United Food and Commercial Workers Local 7 released a statement on April 12 reporting that meatpackers at the JBS beef processing plant in Greeley, Colorado, voted to ratify a tentative agreement covering nearly 3,800 workers. The contract runs through April 2028.
UFCW Local 7 members ratified the contract following JBS’s return to the bargaining table, ending a three-week unfair labor practice (ULP) strike that began March 16. The ULP strike shut down the facility as an 80% immigrant workforce exercised their protected right to strike, refusing to be intimidated by the bosses and their ICE partners.
The Greeley strike was protected under federal labor law as an unfair labor practice strike. Local 7’s contract had expired in July 2025. Instead of bargaining with Local 7, JBS demanded that the union accept terms negotiated at other JBS facilities. Under labor law, forcing a union to accept terms negotiated by outside parties violates the duty to bargain in good faith.
JBS was counting on a workforce that couldn’t afford to demand its rights. Beginning in the 1980s, the meatpacking industry began hiring immigrant workers in an attempt to break UFCW’s union power. They recruited workers who were far from home, many of whom had precarious legal status, and they moved the factories to rural areas to break community ties.

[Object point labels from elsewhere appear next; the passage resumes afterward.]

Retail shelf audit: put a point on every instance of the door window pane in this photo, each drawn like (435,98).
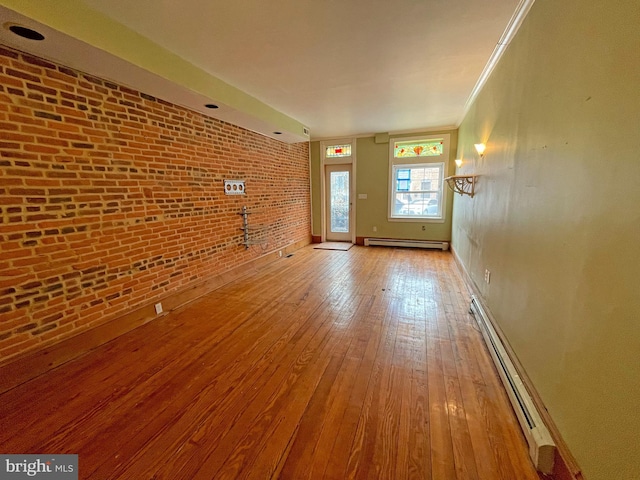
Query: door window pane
(339,202)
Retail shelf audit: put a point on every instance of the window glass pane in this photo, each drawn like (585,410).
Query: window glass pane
(339,202)
(338,151)
(419,195)
(430,148)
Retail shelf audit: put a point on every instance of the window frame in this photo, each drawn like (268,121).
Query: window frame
(395,164)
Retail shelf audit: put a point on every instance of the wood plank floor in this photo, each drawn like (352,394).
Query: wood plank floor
(326,364)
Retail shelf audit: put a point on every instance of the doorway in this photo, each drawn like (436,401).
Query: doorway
(338,203)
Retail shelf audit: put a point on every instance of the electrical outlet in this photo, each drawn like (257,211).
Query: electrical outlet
(487,276)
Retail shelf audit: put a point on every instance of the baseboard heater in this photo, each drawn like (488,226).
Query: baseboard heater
(541,445)
(389,242)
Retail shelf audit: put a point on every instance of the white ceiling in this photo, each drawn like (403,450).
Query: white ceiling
(342,68)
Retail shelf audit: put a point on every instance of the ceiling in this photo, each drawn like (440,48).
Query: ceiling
(340,68)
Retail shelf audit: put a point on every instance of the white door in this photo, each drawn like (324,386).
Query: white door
(338,208)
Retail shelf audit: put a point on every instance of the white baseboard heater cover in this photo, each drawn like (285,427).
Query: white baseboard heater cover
(389,242)
(541,445)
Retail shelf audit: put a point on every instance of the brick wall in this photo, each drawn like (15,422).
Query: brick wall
(111,199)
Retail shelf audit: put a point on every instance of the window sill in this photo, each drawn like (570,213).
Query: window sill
(417,219)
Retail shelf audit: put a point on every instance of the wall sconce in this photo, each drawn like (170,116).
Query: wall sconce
(462,184)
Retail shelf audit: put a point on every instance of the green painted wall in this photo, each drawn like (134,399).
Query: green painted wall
(372,178)
(78,20)
(556,219)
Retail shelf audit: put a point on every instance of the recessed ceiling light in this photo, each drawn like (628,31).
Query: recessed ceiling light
(25,32)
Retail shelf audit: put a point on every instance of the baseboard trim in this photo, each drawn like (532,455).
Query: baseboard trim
(565,466)
(25,367)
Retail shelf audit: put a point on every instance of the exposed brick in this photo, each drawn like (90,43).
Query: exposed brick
(50,116)
(115,199)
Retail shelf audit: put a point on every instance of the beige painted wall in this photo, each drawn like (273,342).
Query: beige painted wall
(372,179)
(556,219)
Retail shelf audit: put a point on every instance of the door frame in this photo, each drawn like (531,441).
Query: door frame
(324,161)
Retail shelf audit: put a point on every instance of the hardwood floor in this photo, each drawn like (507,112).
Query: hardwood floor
(327,364)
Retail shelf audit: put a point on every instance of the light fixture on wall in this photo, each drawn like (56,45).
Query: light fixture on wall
(462,184)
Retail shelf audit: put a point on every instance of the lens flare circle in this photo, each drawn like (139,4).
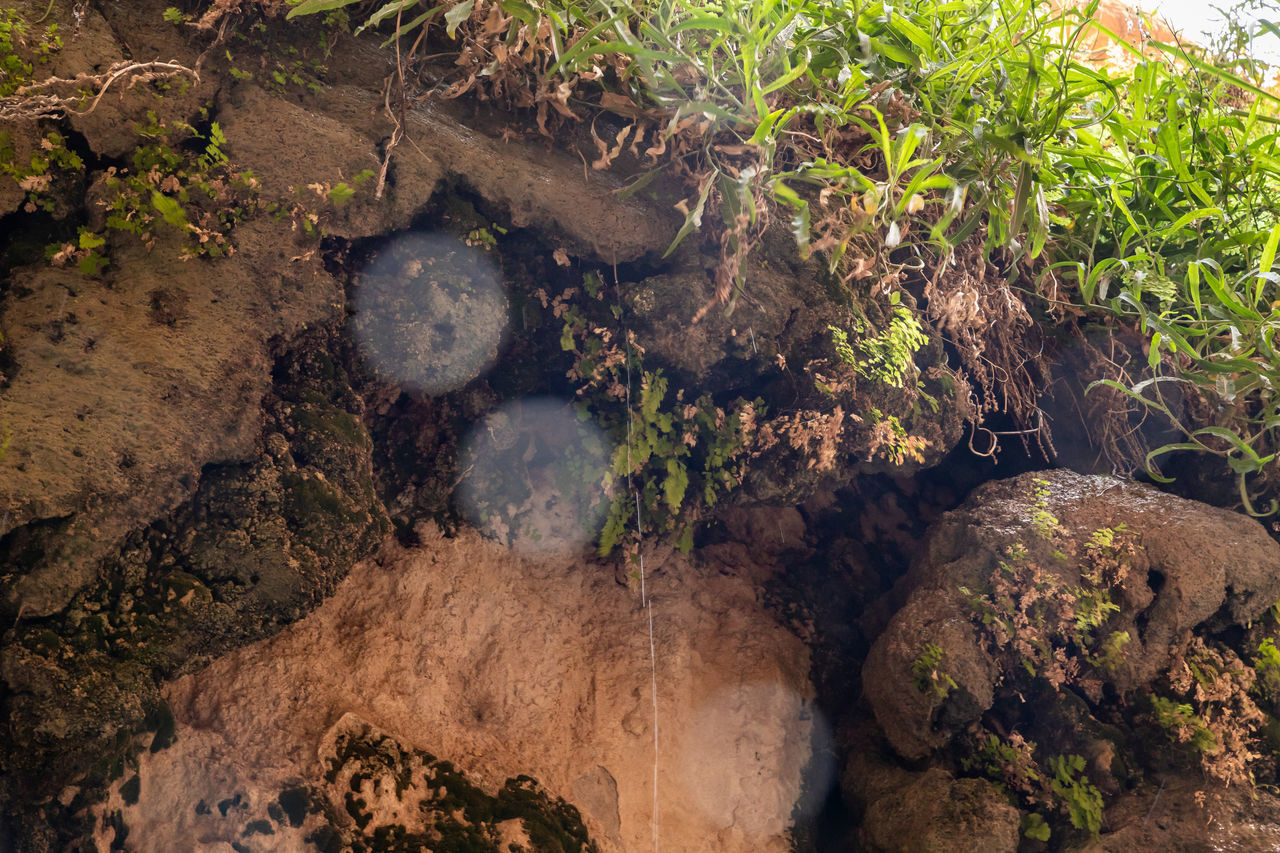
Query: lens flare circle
(533,477)
(430,313)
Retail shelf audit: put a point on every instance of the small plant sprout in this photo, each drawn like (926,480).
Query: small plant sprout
(928,674)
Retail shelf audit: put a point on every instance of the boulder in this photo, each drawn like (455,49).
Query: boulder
(1189,568)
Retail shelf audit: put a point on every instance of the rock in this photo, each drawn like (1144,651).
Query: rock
(112,414)
(257,546)
(506,666)
(1192,568)
(301,154)
(1179,816)
(932,812)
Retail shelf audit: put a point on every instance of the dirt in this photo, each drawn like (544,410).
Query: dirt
(508,666)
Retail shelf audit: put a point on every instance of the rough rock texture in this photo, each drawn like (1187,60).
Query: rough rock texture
(113,407)
(506,666)
(259,544)
(932,812)
(1196,568)
(1180,816)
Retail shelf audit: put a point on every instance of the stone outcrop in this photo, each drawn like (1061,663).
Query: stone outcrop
(1196,568)
(504,666)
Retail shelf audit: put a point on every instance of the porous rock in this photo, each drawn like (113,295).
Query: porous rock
(1194,568)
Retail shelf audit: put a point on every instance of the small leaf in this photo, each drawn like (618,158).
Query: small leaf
(456,16)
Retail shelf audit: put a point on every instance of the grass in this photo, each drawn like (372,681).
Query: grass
(970,145)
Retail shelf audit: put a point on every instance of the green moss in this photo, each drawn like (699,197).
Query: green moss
(332,423)
(131,790)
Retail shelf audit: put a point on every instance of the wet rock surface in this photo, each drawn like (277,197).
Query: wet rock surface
(507,667)
(1194,568)
(200,451)
(259,544)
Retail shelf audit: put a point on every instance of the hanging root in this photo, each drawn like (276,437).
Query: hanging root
(59,96)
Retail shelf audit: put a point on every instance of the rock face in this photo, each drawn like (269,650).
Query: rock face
(932,812)
(504,667)
(259,544)
(1192,568)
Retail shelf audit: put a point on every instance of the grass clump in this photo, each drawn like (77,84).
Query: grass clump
(977,150)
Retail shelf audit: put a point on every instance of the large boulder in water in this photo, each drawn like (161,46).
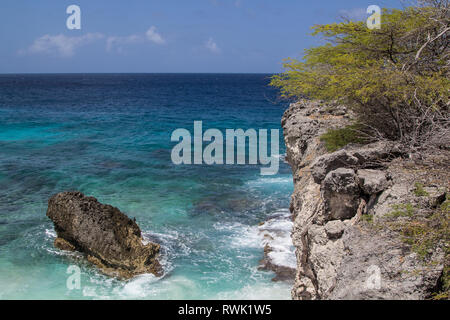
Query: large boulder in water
(110,240)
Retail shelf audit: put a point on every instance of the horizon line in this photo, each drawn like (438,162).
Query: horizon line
(80,73)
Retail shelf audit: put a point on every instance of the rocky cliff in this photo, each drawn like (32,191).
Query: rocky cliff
(364,216)
(110,240)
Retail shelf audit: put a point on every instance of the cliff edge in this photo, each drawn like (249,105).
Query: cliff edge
(370,222)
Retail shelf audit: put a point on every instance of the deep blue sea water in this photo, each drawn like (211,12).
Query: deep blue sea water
(109,137)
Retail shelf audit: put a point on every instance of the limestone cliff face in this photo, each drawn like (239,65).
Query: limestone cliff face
(110,240)
(339,255)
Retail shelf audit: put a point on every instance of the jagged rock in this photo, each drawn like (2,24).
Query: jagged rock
(378,266)
(329,162)
(336,249)
(334,229)
(372,181)
(110,240)
(340,192)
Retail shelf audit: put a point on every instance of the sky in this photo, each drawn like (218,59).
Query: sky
(159,36)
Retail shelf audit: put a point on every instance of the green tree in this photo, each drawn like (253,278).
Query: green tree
(396,78)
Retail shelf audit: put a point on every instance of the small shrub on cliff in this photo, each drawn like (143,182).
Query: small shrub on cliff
(396,79)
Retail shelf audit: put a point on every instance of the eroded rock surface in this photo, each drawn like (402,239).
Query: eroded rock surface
(339,256)
(110,240)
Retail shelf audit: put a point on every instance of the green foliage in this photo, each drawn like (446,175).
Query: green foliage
(444,293)
(339,138)
(376,73)
(419,191)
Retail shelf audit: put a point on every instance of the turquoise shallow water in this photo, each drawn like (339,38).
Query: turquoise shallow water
(109,136)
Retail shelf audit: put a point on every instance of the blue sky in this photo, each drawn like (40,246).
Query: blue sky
(164,35)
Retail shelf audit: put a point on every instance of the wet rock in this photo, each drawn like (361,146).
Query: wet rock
(372,181)
(334,229)
(110,240)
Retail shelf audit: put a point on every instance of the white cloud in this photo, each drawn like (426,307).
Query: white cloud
(211,45)
(118,43)
(60,44)
(153,36)
(66,46)
(355,14)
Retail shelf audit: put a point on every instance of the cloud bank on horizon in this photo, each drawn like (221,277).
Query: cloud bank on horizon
(164,36)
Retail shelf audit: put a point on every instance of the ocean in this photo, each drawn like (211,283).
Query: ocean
(108,136)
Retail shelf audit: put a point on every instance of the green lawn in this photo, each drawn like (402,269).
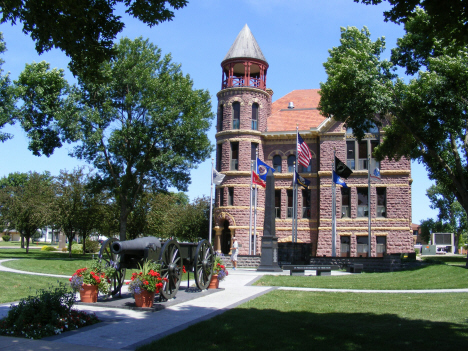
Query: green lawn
(287,320)
(458,260)
(429,277)
(14,286)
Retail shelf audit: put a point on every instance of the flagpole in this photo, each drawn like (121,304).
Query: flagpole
(369,237)
(333,208)
(211,202)
(255,207)
(250,208)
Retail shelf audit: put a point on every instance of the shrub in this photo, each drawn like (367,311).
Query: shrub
(92,246)
(77,248)
(48,248)
(46,314)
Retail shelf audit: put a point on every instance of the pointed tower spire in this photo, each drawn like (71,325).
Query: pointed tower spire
(245,46)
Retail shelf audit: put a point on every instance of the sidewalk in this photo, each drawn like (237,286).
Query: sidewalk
(126,329)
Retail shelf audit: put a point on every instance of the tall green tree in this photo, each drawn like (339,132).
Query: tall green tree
(424,119)
(28,206)
(84,30)
(7,98)
(450,211)
(70,188)
(144,128)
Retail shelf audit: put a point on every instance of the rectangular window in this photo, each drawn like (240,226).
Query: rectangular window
(290,203)
(345,203)
(305,203)
(234,156)
(350,154)
(344,246)
(381,246)
(230,196)
(236,115)
(278,203)
(255,116)
(219,154)
(220,118)
(381,202)
(362,248)
(362,202)
(253,151)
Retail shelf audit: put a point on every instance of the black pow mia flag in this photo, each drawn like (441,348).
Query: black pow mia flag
(341,169)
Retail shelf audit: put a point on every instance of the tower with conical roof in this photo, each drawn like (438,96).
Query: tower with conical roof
(244,103)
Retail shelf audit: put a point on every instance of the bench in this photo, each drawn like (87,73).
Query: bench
(355,268)
(320,269)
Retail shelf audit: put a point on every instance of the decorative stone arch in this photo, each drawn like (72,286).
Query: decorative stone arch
(274,153)
(255,100)
(223,216)
(236,99)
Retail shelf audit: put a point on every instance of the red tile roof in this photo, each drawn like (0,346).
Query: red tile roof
(304,114)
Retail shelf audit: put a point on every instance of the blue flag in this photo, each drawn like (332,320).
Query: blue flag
(262,169)
(302,181)
(338,180)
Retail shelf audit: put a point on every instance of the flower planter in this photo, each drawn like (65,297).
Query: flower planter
(214,283)
(144,299)
(88,293)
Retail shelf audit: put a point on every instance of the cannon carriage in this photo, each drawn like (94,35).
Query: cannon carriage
(171,255)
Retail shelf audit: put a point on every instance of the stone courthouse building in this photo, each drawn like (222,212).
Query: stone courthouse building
(249,122)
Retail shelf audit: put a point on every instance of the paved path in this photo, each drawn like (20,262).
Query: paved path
(126,329)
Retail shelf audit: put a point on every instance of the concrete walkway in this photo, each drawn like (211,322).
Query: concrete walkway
(123,329)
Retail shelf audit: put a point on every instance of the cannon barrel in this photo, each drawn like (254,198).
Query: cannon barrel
(136,245)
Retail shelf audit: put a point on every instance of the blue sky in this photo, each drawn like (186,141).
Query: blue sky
(294,35)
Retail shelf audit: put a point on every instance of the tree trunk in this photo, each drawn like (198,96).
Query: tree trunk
(123,220)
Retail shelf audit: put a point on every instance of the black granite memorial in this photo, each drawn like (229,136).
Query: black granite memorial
(269,259)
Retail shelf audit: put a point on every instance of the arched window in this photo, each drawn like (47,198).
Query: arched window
(236,115)
(277,163)
(255,116)
(220,118)
(307,169)
(291,162)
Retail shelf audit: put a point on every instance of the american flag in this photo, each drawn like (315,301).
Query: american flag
(303,153)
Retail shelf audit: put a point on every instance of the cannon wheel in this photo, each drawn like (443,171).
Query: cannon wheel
(109,257)
(171,268)
(203,265)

The night shift at JBS Greeley is largely Haitian. Some workers report being recruited through TikTok ads promising stable jobs and housing. They arrived to find overcrowded housing — 40 to 60 people in a house — sometimes without running water or electricity. A December 2025 lawsuit alleges human trafficking tied to a JBS HR supervisor. JBS denies the claims.
JBS is trying to spin the result, claiming the deal is the same as before the strike and that any improvements came from shifting pension money, not from the company. That doesn’t hold up. It is the workers who held the line through three weeks of March cold who forced more. They came back with wage increases 33% higher than what JBS first offered. The contract includes a 70-cent-an-hour raise on ratification, followed by 40 cents in July 2026 and another 40 cents in July 2027 as well as a $750 bonus on ratification and $500 in April 2027. UFCW Local 7 called it “all gains, countless improvements, and not a single concession.” Whatever the company’s accounting says, it was the strike that moved the numbers.
It has been reported that JBS made $415 million in profit in the fourth quarter of 2025 and is valued at $18.7 billion on the stock market. The company is the top U.S. beef supplier to McDonald’s, Costco, Walmart, Kroger, Burger King, and KFC.
UFCW Local 7 reports that the agreement secures wage increases, protects workers from health care cost increases, and requires JBS to provide personal protective equipment at no cost to workers. Those wage increases are about 33% higher than what JBS offered in its pre-strike final offer.
Kim Cordova, president of UFCW Local 7, said the agreement “is a testament to the incredible resolve of our members. These workers stood together on the picket line for three weeks, through extreme weather, because they knew their worth and refused to be disrespected.”
UFCW Local 7 extended their gratitude to the solidarity of union brothers and sisters and community allies who stood up for them throughout the strike. The union says the outpouring of support was felt every day on the picket line. In turn, the courageous meatpackers’ strike has infused the labor movement with its energy.
One significant result of the strike was a worker safety bill introduced at the Colorado legislature in April. The bill would reinforce the union contract by protecting workers from wage garnishment for personal protective equipment and would hold meatpacking companies accountable for denying workers access to restrooms. It should be noted that legislation like this has to be fought for because of the dehumanizing conditions in the meatpacking industry.
In the end, it’s the union’s organizing power that gives workers a position of protection from which they can afford to withhold their labor and fight back.